Based in Singapore, Okko Kuivalainen is risk management director at aircraft leasing company DAE Capital. Between work and personal trips, he averages 100 flights per year and has flown on a whopping 290 different airlines in his lifetime.
Most unusual place you’ve been?
It’s hard to pick one, but Djbouti, Tajikistan and Yakutsk in Russia stand out.
In between meetings in Dushanbe, we had time to explore and you realise there are not many other tourists. You have the chance to experience some place you know very little about. In Djbouti, we were travelling to the next town and the hotel’s 4×4 got stuck in the middle of nowhere in the desert.
In Yakutsk, my boss ordered a dish consisting of frozen pieces of fish.

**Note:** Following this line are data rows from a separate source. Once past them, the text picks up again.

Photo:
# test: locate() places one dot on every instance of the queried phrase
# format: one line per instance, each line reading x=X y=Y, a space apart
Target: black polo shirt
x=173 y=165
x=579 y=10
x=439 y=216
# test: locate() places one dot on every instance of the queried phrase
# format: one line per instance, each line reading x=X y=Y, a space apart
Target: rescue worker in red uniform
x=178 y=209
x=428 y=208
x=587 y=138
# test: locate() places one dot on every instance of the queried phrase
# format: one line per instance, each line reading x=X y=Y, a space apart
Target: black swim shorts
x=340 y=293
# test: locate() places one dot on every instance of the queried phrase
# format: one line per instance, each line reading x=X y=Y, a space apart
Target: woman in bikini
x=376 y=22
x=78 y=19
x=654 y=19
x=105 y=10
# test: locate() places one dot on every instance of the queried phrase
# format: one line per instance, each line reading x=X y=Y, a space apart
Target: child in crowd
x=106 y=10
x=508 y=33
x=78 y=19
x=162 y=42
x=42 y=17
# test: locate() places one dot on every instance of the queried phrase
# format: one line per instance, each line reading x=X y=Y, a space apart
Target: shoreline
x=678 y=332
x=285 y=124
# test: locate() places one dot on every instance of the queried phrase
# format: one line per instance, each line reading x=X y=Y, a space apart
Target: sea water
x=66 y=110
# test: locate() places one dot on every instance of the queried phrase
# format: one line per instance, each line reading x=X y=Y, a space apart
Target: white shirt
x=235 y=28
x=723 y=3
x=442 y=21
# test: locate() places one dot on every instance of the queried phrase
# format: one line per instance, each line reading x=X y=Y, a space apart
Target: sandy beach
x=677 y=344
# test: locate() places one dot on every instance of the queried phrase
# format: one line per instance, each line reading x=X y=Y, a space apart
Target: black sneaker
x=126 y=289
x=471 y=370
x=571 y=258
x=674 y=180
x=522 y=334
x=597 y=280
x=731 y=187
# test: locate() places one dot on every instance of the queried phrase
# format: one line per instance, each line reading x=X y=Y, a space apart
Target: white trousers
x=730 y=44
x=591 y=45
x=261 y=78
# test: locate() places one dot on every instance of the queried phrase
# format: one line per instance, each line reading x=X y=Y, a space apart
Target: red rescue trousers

It was absolutely disgusting.
You’ve flown on 290 different airlines in your lifetime? Any highlights?
In February 2015, I flew on Canadian airline Buffalo Airways’ Douglas DC-3 from Yellowknife to Hay River in the Northwestern Territories. That aircraft had been active during the Second World War.
In 2014, I also flew the world’s shortest scheduled passenger flight lasting around one minute between Westray and Papa Westray in Scotland’s Orkney Islands.
What is the most important thing about airline service to you?
I’m always curious to see any airlines’ product at least once. I just find it intriguing, but think it’s crazy when people obsess about things like amenity kits. You can get that kind of stuff from a dollar store. Those kind of details I don’t really care about, but by flying on so many airlines, you start to appreciate those that are running a good operation. I guess it boils down to reliability, short waiting times and predictable processes – and customer service should be smooth.
Favourite international airport?
A lot of things work well in Changi Airport. You have so much bandwidth in the process that the waiting times are really minimised and you can arrive at the last minute.
Top travel tips?
Fly with hand luggage only.
For lounges, having a card that gives you access like Priority Pass or any similar scheme is not a bad idea.
If travelling in places like Jakarta or Manila you might want to book taxis through specific recommended companies rather than finding one at random. This is safer, more reliable and just makes things smoother on arrival.
In China, if you are not a Mandarin speaker, you definitely want a hotel pick up from the airport. If you do repeat visits you get more comfortable and figure a way out, but if you go to a new city you want to make it as smooth as possible and should contact the hotel for assistance in advance.